Donc, devant le texte en question, prudence, – encore qu’il ait toutes les apparences du sérieux et d’un simple rapport non infléchi dans un sens ou dans l’autre. Et voilà bien pourquoi nous en condensons ci-dessous quelques éléments, dans le propos – sans plus – de les verser au dossier.
Egisto Corradi – c’est le nom du reporter – raconte d’abord par quelle suite de rendez-vous clandestins il a pu, à Fez – où, comme dans tout le Maroc, les membres de l’Istiqlal sont contraints d’en agir illégalement, après l’interdiction de leur parti – être reçu par un intellectuel marocain qui, témoin quelques semaines auparavant des événements de Casablanca, lui en fit le récit dans un français impeccable. À en croire ce témoin, évidemment partial – mais comment pourrait-il ne pas l’être ? – la troupe, sans sommation préalable, tira la première sur la foule qui voulait passer outre à l’interdiction de la grève et de la manifestation organisées pour protester contre l’assassinat de Ferat Hached. Il convient toutefois de préciser que le premier mort fut un Français : un civil, mais qui, en guise de civilité, avait, de sa fenêtre, ouvert le feu sur les manifestants, lesquels enfoncèrent la porte de sa maison et, littéralement, le déchirèrent. Pas besoin de dire – mais ce n’est peut-être point la seule raison pour laquelle ni le journaliste italien ni son interlocuteur, en effet, ne le disent pas – que les esprits étaient donc, dès avant l’arrivée de la troupe, on ne peut plus montés, et que, dans cette atmosphère de rage ou de panique, les fusils (malheureusement des fusils-mitrailleurs) apparemment partirent tout seuls, comme par un réflexe de ceux dont la condition est d’être en armes.

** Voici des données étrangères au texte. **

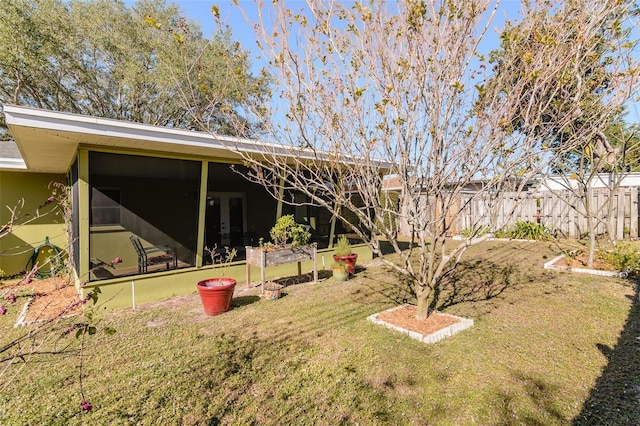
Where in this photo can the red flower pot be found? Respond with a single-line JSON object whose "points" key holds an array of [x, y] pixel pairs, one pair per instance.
{"points": [[350, 261], [216, 294]]}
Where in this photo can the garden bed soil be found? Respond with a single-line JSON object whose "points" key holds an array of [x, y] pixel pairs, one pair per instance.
{"points": [[50, 298], [405, 317]]}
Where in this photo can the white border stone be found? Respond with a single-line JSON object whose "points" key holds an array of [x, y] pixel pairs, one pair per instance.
{"points": [[462, 324], [551, 265]]}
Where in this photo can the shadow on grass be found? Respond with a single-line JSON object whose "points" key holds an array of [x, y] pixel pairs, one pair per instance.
{"points": [[386, 247], [240, 301], [475, 281], [615, 398], [471, 281]]}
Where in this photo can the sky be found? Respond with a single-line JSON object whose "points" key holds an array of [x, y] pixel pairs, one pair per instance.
{"points": [[200, 11]]}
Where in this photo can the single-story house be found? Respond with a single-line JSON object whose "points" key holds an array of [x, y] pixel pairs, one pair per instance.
{"points": [[138, 186]]}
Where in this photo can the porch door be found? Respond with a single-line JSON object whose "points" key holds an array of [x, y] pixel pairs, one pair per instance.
{"points": [[226, 219]]}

Quoi qu’il en soit, et sans nous attarder à l’affirmation – non tout à fait invraisemblable – selon laquelle des sous-ordres locaux auraient provoqué les incidents (le mot est bien faible); sans nous étendre davantage sur la façon bestiale dont les ouvriers marocains, enfermés comme dans une souricière dans la Maison des Syndicats, puis contraints d’en sortir par groupes de dix, auraient été affreusement battus, il reste – toujours selon le récit du Marocain – que le nombre des morts serait au total de huit cents à mille. Du seul côté marocain s’entend, car si quelques malheureux passants furent effectivement victimes de la fureur populaire, dans la rencontre proprement dite entre manifestants et forces de l’«ordre », ni la police ni la troupe n’ont eu de tués. Or, ce chiffre de moins de presque un millier laisse d’autant plus rêveur que, comme le fit remarquer le journaliste à son hôte, si le nombre officiel des victimes est censé ne guère dépasser la cinquantaine, les Européens de là-bas, entre eux, parlaient de quinze cents.
Répétons-le : les dires à l’instant rapportés, nous nous contentons de les verser au dossier de l’effroyable et tragique affaire, Avouons cependant, et sans honte, l’inquiétude, l’angoisse qu’ils nous ont laissée.

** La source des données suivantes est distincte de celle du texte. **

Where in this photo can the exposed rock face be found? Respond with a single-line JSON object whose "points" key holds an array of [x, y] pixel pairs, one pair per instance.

Sur cette même page du Corriere, le reportage daté de Fez est surmonté d’une photo : un groupe de Blancs du Kénya réclamant contre les Mau-Mau la suppression du contrôle de Londres, jugé trop gêneur pour une « saine » politique raciste.
Et dans la colonne voisine de l’article marocain, une dépêche datée de Bordeaux, et consacrée au procès des massacreurs d’Oradour.
On voudrait bien que la vraie France ne fût pas du mauvais côté.